Just because plans weren’t revealed or updated, though, doesn’t mean they aren’t progressing.
Wii hardly knew U
E3 isn’t the best place to express this but it won’t just be brand new titles coming to Nintendo Switch over the next few years. Already we’ve seen games from the Wii U come over to Switch, including Mario Kart 8 and Pokken Tournament. Fils-Aimé stated that this is something we’re likely to see more of.
The was a hardware flop but it still had some which many missed out on due to its very small install base. This, Fils-Aimé says, is “a business opportunity.” What we shouldn’t expect, however, is a deluge of straight ports.
“There really needs to be an additional element to that game to make it fresh, and to further compel the consumer to buy in” he acknowledges.
This means that we’re likely to see many more Wii U titles come to the Switch but we can expect them to have enough additional characters, maps, or game modes to justify a Deluxe re-brand.
Context is key
As far as mobile is concerned, Fils-Aimé told Waypoint that development for Animal Crossing “continues quite strongly” and that the game would indeed launch this year as promised with more information promised soon.
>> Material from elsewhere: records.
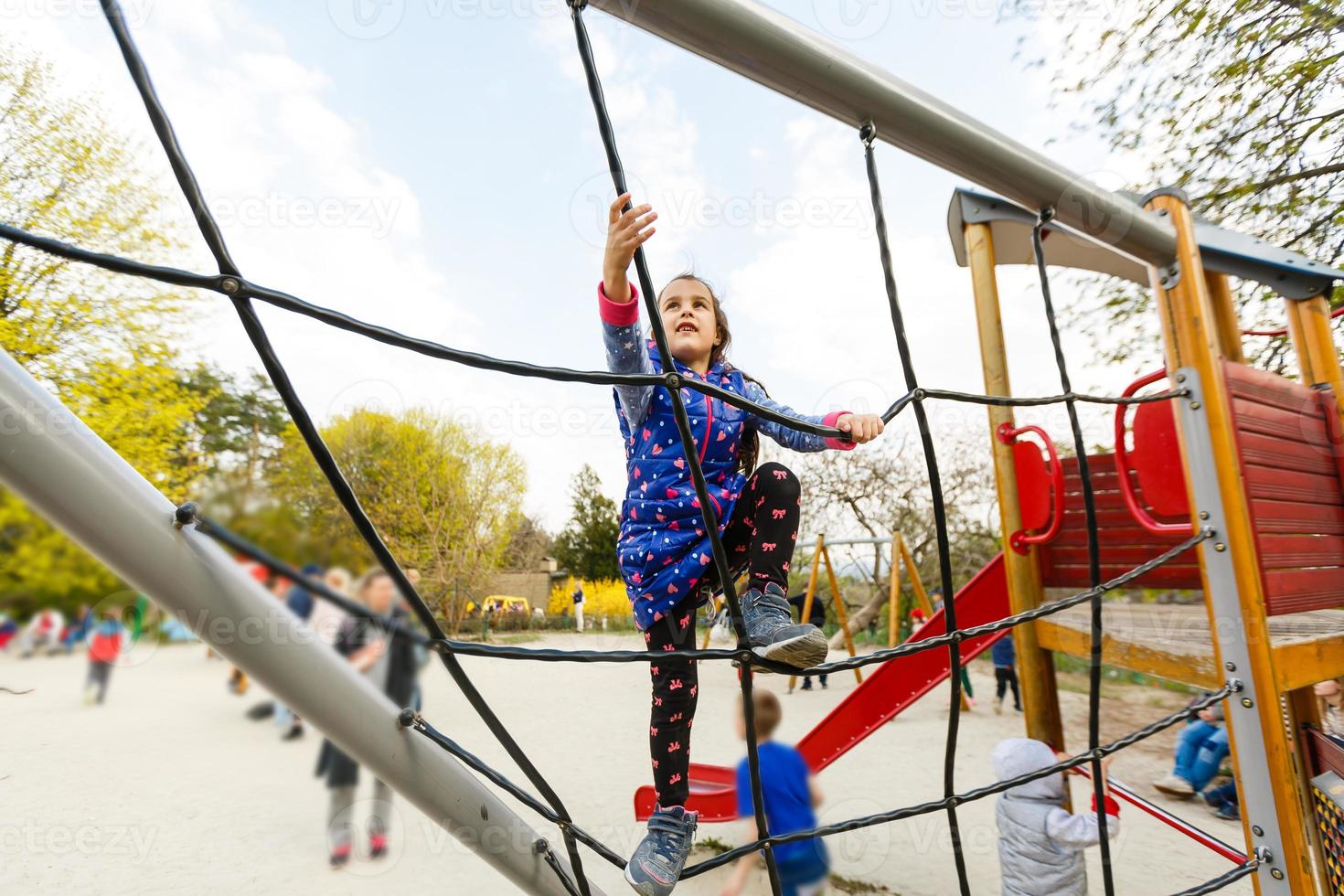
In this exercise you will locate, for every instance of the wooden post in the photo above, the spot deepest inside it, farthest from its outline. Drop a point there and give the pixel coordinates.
(915, 581)
(1304, 707)
(1226, 325)
(1309, 328)
(841, 617)
(1037, 667)
(1189, 341)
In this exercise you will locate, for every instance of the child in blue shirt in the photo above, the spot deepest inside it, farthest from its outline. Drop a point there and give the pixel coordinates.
(789, 795)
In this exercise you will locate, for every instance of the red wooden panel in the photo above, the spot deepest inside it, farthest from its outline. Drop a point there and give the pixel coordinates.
(1292, 518)
(1265, 387)
(1289, 455)
(1129, 555)
(1164, 577)
(1280, 423)
(1301, 590)
(1297, 551)
(1156, 460)
(1289, 485)
(1287, 460)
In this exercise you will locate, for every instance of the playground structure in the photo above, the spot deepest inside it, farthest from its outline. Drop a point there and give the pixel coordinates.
(1261, 460)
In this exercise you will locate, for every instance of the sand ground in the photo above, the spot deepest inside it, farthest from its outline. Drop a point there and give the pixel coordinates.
(167, 787)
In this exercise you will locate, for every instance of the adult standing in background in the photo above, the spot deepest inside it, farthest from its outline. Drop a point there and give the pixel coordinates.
(578, 606)
(1004, 655)
(389, 661)
(325, 618)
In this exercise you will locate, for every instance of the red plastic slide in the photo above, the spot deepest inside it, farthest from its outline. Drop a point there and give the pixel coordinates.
(890, 688)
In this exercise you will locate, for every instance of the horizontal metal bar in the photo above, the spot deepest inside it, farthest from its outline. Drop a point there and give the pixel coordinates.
(778, 53)
(71, 477)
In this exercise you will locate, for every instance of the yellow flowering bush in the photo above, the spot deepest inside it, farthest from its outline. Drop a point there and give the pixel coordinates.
(601, 597)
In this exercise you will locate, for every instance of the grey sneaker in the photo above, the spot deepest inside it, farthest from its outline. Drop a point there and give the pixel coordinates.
(773, 633)
(1175, 786)
(656, 864)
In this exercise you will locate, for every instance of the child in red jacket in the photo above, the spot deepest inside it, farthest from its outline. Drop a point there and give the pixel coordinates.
(103, 649)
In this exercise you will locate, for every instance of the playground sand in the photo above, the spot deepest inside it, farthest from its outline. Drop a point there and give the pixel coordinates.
(169, 789)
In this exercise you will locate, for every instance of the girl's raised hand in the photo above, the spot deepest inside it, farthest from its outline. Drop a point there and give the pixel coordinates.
(625, 232)
(862, 427)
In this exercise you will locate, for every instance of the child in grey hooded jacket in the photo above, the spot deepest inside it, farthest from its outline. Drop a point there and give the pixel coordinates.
(1040, 845)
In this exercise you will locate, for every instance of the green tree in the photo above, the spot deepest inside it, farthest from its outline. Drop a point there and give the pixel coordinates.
(586, 547)
(240, 429)
(103, 344)
(443, 498)
(1240, 103)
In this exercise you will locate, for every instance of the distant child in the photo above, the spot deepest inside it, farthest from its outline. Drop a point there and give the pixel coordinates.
(1006, 672)
(578, 606)
(1200, 752)
(1040, 845)
(789, 795)
(664, 549)
(389, 661)
(103, 647)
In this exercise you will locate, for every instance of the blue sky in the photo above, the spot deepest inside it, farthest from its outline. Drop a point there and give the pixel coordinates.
(437, 169)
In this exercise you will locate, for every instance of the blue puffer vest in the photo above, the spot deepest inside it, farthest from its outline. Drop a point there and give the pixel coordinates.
(664, 549)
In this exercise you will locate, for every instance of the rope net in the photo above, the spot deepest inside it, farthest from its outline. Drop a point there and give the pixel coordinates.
(231, 283)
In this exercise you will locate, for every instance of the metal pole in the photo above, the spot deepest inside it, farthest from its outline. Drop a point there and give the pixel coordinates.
(73, 478)
(775, 51)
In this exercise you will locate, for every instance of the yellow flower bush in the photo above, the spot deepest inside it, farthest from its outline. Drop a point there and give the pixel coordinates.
(601, 597)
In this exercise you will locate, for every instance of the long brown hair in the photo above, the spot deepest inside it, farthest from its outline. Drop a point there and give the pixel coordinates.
(750, 446)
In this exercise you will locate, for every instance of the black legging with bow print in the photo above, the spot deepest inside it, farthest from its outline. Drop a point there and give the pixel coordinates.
(760, 539)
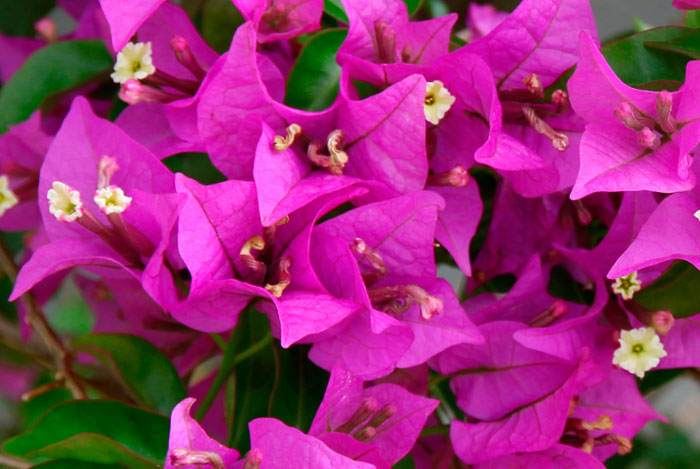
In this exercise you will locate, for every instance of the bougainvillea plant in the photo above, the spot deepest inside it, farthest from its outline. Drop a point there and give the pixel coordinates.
(342, 234)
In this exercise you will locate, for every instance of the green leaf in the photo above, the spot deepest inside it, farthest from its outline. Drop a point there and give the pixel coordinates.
(692, 19)
(18, 18)
(688, 44)
(640, 25)
(31, 411)
(673, 291)
(197, 166)
(334, 8)
(144, 371)
(274, 382)
(75, 464)
(314, 80)
(93, 448)
(53, 69)
(220, 19)
(141, 432)
(413, 5)
(67, 311)
(637, 64)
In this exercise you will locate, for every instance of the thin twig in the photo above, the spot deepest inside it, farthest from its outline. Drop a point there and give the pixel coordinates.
(37, 319)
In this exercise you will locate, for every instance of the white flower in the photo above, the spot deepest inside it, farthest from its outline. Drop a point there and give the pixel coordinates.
(111, 199)
(64, 202)
(8, 199)
(627, 286)
(438, 101)
(639, 351)
(133, 62)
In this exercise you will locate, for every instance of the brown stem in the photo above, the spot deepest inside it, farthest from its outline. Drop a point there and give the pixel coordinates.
(37, 319)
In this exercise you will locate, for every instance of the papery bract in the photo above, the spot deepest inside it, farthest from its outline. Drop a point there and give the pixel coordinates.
(613, 158)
It’s become clear that Nintendo is opening up its arms to independent developers for the Switch so it was surprising that none of them got any spotlight time at E3 this year. According to Fils-Aimé this is once again very much “about the setting.”
If E3 isn’t the time or the place then when is? PAX, apparently. Fils-Aimé promised that, as it has done for the past three years, Nintendo will use PAX to showcase its indie content with “big events.”
Overall, it seems that we weren’t made privy to everything we have to look forward to over the next year from Nintendo at E3 this year, which alleviates some of our worries for the 3DS and the Switch. Hopefully we’ll see plenty more contextually appropriate and exciting news at shows through the rest of the year.